Fashion East has long ruled supreme as one of the industry’s top talent incubators, with their storied alumni including Gareth Pugh, Craig Green and J W Anderson (they sure now how to pick ’em). And this season was no exception. Richard Malone’s beachy collection was full of super feminine pieces, most of which came in blue and white deckchair stripes with dashes of canary yellow. Far from the dark grittiness we might expect from Fashion East, the pieces spoke their directional credentials in a softer way, through technically impressive cutting, pattern matching, and architectural structures. Ruffled, bow-like back details undulated like some optical illusion whilst paneled dungarees and cargo pants were triumphantly original.
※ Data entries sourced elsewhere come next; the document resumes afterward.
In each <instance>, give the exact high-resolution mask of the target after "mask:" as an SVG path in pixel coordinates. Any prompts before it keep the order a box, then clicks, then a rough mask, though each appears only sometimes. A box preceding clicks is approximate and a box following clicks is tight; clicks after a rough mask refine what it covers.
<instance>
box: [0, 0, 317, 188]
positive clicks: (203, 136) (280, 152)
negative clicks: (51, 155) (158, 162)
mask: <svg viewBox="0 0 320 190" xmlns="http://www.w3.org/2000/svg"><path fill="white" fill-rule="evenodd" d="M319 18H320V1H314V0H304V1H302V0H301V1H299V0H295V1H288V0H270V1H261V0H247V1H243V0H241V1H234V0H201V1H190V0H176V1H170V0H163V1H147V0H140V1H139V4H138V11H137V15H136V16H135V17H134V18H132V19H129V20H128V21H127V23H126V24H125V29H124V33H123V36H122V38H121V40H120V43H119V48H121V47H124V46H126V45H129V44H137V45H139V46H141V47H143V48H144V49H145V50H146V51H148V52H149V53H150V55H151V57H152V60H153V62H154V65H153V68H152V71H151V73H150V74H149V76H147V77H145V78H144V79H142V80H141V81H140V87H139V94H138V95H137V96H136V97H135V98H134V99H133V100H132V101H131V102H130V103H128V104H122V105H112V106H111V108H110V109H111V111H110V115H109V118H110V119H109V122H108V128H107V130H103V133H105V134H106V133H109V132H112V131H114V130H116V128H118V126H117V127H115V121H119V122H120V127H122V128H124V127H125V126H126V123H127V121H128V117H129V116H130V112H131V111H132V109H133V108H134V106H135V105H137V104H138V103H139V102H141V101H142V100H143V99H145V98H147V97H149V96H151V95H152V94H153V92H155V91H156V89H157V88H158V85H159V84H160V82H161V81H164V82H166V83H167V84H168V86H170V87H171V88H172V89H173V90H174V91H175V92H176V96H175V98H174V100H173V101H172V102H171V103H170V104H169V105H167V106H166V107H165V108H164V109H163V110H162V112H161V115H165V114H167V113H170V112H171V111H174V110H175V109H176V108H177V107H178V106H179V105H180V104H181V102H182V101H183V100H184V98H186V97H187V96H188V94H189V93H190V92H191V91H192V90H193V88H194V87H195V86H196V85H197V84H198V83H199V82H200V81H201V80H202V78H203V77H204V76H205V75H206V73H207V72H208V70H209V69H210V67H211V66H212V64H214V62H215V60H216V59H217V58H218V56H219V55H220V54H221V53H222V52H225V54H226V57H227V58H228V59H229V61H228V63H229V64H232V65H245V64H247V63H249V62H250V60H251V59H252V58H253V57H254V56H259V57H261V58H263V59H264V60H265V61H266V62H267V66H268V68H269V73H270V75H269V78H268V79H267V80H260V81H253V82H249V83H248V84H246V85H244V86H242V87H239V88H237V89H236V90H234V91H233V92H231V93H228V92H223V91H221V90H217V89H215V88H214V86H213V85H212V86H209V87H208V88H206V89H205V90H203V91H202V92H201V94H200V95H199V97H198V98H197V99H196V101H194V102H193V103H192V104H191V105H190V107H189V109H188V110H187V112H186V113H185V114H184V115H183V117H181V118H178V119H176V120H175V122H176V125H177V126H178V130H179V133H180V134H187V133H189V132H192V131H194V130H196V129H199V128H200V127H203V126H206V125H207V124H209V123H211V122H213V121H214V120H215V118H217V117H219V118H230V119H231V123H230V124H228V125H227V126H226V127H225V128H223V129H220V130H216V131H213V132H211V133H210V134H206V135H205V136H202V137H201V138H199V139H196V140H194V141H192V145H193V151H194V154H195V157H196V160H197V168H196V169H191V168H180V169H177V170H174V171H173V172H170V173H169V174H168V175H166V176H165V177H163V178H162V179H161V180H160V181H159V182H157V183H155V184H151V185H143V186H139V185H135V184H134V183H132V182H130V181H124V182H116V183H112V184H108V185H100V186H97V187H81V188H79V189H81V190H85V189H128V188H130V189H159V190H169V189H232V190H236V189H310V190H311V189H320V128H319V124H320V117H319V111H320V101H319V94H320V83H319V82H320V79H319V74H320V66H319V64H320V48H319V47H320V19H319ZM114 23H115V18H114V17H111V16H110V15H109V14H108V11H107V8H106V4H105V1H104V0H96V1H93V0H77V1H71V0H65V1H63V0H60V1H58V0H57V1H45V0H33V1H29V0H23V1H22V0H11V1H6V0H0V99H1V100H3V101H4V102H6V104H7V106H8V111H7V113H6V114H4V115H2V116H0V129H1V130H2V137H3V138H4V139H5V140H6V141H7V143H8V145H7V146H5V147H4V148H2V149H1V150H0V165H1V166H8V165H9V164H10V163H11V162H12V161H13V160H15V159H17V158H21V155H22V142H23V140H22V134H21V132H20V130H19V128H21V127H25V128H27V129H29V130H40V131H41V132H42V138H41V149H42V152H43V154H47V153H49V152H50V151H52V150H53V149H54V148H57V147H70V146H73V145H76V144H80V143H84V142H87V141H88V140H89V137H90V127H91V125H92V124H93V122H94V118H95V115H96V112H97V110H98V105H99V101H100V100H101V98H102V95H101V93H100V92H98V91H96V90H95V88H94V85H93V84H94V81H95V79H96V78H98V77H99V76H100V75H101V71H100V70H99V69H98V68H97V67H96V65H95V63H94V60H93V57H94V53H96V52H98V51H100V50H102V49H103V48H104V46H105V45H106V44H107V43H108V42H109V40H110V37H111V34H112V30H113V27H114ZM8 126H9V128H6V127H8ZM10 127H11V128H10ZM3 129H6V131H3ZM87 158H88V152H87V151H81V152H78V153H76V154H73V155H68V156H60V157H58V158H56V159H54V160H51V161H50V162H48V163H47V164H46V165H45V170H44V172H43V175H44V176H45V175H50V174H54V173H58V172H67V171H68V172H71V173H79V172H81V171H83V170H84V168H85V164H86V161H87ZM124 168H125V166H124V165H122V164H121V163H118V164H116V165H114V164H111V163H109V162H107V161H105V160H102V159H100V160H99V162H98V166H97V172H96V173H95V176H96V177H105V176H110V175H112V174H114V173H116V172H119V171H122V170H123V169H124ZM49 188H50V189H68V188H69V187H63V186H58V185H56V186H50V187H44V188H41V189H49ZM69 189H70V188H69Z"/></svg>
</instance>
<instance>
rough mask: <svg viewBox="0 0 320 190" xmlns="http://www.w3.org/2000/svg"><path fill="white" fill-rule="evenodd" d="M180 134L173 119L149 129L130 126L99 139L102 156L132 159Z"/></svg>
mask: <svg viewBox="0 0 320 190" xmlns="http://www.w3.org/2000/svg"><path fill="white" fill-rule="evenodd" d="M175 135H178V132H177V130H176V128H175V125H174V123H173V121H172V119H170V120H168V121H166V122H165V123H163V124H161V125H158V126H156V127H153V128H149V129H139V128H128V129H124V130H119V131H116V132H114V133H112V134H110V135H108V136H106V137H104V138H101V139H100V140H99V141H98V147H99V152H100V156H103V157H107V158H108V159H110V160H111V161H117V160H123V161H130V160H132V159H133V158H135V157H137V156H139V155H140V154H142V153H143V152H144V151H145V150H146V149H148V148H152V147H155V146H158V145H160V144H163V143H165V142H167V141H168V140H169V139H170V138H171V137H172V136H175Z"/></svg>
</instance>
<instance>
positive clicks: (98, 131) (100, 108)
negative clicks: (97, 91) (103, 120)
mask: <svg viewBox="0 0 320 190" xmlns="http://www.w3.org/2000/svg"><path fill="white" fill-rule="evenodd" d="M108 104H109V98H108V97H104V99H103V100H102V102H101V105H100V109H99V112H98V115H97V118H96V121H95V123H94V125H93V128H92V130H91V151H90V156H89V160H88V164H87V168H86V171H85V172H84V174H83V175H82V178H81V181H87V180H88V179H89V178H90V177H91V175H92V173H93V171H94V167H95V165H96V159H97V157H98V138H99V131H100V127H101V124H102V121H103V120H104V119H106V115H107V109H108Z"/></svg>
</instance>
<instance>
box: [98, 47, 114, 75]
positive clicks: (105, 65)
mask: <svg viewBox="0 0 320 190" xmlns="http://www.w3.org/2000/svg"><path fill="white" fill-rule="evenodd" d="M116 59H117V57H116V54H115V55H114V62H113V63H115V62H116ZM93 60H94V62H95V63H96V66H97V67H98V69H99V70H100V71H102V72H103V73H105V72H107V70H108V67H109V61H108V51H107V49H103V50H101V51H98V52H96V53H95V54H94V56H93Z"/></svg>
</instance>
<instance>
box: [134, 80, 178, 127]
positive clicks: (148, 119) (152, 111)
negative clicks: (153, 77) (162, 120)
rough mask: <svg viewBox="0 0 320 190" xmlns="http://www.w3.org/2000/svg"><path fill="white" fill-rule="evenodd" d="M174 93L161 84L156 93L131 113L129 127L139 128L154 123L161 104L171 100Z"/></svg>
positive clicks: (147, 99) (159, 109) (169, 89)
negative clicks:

The show highlight for most was undoubtedly Caitlin Price’s collection which continued her fascination with British club kids and nightlife codes but added a dash of formal sophistication. A white, oh-so early ’00’s down jacket came cropped to show some midrift but was paired with a matching skirt that was full cut and fell to the floor with a newfound elegance; there’s many designers offering clothing influenced by British youth and their streetwear inclinations, but few do so as wittily as Price with her abundance of zip necked crops and a bubblegum pink ensemble of matching skirt and track jacket that seemed to put the suit in tracksuit.
Stratospheric Front Row
With Marc Jacobs, Amie Robertson’s old boss looking on, the new kid on the Fashion East block served up heavily embellished and crystal laden designs that were purportedly inspired by aliens. There was certainly a little otherworldly glamour about pin stripe narrow cut dresses paired with some very modern takes on ballgown gloves (imagine a bomber jackets sleeve and then invert it: ribbed cuff at the elbow). All this is to say nothing of Mimi Wade’s presentation that kicked the whole thing off; it was a B-Movie ‘n’ motorcycles inspired range of printed pieces that played wryly with notions of exploited and empowered femininity – see the move poster graphic “Please Murder Me!”